We are dealing with internet epidemiology. Free-tier "covid masks" / DNS filters preserve more health than simply for the users actively participating. We have to be in this together, or we will watch each other sink.
Thank you for your time, and sorry for the longwinded Lefty- "Dwight Schrute"-ing. But this entire disclaimer felt necessary to me.
Check your Nextdns.io logs and see what gets blocked. Then add the blocked domain (or the whole root domain) to the Whitelist. The whitelist always overrides any blocklist entry.
On Apple devices it’s as easy as toggling a switch to temporarily disable it. Not perfect but easy enough. Still trying to figure out a similar solution on Linux...
The issue for Cloudflare is whitelisting the DDoS protection script included on each page. It's under a lot of URLs so it would have to be content-based.
Looks like my lists are intended to be included, but it was linking to the raw Github source instead of the hosted Github pages version. I went through a major refactor 21 days ago that moved my sources lists around a bit - but preserved the links that are supplied all over the README and the Github hosted pages. So, not only is the project linking to the wrong place, but my list has been broken in it for 21 days now without notice.
Its fine that people love creating these massive all-in-one lists. But I recommend just using the sources directly. That way, if a list gives you trouble, you know who to open a ticket with, or just disable that specific list if its too aggressive for your tastes.
I use this with my Pi-Hole. Works very well. Along with a few other lists the Pi-Hole blocks about 30% of requests with almost no changes on the user end.
Fundamentally D.N.S is a naming system but each site has a separate naming system via user names.

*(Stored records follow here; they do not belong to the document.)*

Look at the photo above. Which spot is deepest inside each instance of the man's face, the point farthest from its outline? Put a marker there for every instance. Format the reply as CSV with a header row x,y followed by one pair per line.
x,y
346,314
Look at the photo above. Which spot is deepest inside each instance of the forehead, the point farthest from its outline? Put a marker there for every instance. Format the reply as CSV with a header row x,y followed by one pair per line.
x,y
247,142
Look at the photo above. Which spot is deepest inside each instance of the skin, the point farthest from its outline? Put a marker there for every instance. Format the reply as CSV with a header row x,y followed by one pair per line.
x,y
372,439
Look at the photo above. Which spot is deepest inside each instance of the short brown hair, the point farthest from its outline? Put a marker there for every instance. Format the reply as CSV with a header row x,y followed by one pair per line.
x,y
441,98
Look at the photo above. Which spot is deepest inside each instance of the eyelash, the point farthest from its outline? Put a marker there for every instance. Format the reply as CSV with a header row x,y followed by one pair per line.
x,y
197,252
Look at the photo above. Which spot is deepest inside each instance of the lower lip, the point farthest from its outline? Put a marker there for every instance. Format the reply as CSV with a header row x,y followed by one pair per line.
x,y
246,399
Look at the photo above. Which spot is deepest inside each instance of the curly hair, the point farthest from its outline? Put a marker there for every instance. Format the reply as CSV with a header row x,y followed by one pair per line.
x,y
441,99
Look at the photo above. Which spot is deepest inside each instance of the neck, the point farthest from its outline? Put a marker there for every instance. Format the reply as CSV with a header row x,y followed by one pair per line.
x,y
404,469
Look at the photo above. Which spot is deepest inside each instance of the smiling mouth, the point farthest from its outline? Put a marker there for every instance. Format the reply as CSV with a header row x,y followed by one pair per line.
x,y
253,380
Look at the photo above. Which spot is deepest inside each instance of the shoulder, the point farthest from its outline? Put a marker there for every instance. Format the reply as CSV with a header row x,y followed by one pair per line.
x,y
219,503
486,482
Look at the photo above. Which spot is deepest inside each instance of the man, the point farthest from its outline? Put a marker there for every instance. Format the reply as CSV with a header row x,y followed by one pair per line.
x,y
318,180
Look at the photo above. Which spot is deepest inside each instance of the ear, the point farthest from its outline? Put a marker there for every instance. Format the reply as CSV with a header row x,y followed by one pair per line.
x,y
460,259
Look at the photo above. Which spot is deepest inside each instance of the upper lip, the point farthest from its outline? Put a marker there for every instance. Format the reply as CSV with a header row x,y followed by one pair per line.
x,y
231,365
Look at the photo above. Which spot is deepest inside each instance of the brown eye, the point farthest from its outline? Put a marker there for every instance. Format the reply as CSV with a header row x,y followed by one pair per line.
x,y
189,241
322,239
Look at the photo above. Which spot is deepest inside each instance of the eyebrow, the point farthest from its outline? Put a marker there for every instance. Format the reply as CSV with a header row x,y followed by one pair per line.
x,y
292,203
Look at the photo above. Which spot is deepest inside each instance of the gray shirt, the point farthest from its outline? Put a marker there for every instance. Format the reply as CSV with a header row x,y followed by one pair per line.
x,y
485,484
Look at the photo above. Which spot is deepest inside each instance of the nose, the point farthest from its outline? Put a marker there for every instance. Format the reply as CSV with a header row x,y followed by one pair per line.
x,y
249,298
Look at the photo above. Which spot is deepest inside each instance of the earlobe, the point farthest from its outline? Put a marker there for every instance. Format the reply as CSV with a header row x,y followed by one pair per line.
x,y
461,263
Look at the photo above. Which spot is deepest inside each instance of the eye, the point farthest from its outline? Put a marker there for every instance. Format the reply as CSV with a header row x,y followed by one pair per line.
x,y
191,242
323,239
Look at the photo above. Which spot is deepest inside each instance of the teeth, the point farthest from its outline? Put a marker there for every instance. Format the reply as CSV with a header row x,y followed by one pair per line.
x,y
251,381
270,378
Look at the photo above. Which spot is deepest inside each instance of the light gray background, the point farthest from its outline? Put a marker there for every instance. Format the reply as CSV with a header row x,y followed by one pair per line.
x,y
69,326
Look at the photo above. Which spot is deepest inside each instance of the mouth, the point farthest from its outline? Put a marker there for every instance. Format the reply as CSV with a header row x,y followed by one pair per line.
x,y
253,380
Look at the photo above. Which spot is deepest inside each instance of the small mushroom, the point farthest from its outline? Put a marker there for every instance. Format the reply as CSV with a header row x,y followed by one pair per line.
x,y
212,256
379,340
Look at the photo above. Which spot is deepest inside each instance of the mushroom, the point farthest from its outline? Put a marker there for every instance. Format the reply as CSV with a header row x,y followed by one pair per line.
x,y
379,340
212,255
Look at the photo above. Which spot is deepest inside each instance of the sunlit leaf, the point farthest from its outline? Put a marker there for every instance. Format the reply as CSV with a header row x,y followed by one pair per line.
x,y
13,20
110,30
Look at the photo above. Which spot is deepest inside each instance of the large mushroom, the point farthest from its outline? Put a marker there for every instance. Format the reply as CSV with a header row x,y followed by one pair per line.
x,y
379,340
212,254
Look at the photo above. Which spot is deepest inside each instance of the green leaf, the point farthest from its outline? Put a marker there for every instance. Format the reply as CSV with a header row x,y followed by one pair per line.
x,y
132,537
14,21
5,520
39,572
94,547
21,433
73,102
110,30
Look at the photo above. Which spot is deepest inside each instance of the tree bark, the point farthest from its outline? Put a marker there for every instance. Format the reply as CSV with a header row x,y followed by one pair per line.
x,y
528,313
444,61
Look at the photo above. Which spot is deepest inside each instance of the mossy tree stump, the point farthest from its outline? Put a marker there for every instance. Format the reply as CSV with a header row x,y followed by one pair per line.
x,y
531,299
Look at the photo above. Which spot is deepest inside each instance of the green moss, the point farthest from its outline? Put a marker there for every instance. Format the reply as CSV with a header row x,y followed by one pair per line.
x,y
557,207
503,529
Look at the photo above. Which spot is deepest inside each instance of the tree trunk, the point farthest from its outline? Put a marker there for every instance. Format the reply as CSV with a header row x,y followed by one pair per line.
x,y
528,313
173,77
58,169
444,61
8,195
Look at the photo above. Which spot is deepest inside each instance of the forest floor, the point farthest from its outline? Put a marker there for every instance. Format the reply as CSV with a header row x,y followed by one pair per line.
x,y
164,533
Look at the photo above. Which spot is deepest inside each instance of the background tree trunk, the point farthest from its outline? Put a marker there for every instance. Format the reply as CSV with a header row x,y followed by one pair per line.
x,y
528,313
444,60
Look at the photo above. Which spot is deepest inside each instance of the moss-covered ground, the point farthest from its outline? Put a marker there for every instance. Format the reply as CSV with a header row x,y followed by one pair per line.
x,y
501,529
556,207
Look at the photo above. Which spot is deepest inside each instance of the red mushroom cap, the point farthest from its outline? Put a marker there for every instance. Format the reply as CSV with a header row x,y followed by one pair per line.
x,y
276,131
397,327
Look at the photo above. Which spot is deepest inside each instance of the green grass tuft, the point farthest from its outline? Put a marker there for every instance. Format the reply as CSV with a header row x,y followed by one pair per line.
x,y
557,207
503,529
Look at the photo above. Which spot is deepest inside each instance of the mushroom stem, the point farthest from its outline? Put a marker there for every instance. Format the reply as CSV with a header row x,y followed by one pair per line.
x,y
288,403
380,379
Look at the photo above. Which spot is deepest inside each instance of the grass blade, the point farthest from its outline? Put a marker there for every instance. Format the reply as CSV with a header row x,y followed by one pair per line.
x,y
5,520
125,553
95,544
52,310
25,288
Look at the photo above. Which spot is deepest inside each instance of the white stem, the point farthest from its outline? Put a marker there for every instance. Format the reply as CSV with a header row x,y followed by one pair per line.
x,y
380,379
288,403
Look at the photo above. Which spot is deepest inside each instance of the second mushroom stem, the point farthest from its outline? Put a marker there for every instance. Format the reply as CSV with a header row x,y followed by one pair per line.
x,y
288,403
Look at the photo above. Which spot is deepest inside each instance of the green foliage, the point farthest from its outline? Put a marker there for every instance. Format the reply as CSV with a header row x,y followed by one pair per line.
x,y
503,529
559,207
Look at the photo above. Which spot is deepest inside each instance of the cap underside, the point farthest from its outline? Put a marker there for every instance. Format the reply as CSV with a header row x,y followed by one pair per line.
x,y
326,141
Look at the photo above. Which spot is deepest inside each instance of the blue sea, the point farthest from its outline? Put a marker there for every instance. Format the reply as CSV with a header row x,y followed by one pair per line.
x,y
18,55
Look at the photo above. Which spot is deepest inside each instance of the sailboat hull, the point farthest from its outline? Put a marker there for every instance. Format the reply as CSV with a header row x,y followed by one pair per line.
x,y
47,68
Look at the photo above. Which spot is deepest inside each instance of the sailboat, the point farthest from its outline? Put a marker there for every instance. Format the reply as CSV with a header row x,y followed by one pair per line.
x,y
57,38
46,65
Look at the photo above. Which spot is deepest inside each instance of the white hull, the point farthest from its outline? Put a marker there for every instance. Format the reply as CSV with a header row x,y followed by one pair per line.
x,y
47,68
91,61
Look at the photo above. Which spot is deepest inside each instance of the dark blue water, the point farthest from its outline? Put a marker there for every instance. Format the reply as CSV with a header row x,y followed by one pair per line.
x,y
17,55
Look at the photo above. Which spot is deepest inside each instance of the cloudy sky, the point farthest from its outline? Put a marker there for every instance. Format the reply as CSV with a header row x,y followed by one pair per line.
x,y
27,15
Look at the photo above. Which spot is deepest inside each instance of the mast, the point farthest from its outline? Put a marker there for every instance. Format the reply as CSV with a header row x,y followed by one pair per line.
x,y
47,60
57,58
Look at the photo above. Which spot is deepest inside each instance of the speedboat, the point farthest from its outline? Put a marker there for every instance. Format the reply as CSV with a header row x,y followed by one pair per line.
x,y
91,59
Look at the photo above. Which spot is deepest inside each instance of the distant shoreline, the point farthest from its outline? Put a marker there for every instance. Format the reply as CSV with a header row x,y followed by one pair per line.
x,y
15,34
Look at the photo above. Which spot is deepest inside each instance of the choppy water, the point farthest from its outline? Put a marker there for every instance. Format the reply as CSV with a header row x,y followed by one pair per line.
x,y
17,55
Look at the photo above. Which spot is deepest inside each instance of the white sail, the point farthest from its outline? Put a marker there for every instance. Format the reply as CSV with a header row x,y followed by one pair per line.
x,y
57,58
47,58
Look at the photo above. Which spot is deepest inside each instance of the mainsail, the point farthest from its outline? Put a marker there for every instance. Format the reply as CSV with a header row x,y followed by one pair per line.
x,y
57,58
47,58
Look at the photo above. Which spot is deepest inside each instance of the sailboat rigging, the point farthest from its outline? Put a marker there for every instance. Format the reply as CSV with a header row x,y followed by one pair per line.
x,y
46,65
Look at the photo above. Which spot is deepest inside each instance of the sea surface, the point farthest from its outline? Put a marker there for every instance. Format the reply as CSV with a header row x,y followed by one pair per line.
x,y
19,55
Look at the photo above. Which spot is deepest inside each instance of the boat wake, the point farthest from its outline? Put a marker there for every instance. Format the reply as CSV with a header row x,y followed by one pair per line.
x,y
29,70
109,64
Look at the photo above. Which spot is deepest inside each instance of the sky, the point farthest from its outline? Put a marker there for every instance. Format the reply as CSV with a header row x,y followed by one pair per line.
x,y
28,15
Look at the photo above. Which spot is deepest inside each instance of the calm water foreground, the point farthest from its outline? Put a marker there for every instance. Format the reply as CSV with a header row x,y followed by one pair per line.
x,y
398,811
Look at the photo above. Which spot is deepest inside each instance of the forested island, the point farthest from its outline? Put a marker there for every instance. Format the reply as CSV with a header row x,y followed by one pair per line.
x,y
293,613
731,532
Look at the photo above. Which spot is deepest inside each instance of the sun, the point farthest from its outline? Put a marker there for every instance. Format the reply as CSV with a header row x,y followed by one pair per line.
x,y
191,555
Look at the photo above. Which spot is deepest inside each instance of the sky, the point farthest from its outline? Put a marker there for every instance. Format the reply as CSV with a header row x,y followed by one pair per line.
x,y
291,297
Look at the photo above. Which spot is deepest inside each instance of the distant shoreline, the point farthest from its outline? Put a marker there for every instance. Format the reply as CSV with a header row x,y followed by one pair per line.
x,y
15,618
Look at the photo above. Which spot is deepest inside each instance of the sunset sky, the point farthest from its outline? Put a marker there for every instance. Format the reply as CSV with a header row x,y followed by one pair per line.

Something like this should also be applicable for social networks as well. I found this for twitter - https://blocktogether.org/ not sure if it is possible for others like facebook.
Is there any tools out there that I can use to generate my own aggregated lists from a set of other blocklists?
Ideally it leverages things like GitHub Actions (or another CI tool) + GH Pages/GH releases/Netlify to relief the burden of having to host it myself.
The reason for this is so that I can use NetGuard, which allows for only 1 blocklist. Currently I'm flipping between Blokada and DNS66 because they allow for multiple lists.
I've been using blockslists from a couple github repositories for a long time, heck probably since they were found on regular web pages.
They work pretty good, but can be a little cumbersome to turn off or to enable certain domains from time to time (such as when a site has so many ads it breaks the site). But the increases safety and speed while surfing is well worth it.
1) Find a bunch of high-quality block lists on the internet which have been painstakingly curated my their maintainers for many years
2) Combine it all into one big list. Tell everyone that you will quickly whitelist any domains if they are causing breakage.
3) Once enough people start using your list, get an advertiser to pay you to silently remove their domains. If anyone notices, just say it was to fix breakage on some obscure site.
I’m not saying that Energized or StevenBlack are doing step 3, but please realize that there are issues with using lists like these. Even if they aren’t getting paid, they might still have some undesirable whitelisted domains. They also deprive the original block list maintainers of views (meaning they might be less inclined to continue maintaining them). You also won’t receive updates from the lists as quickly because of the middle man.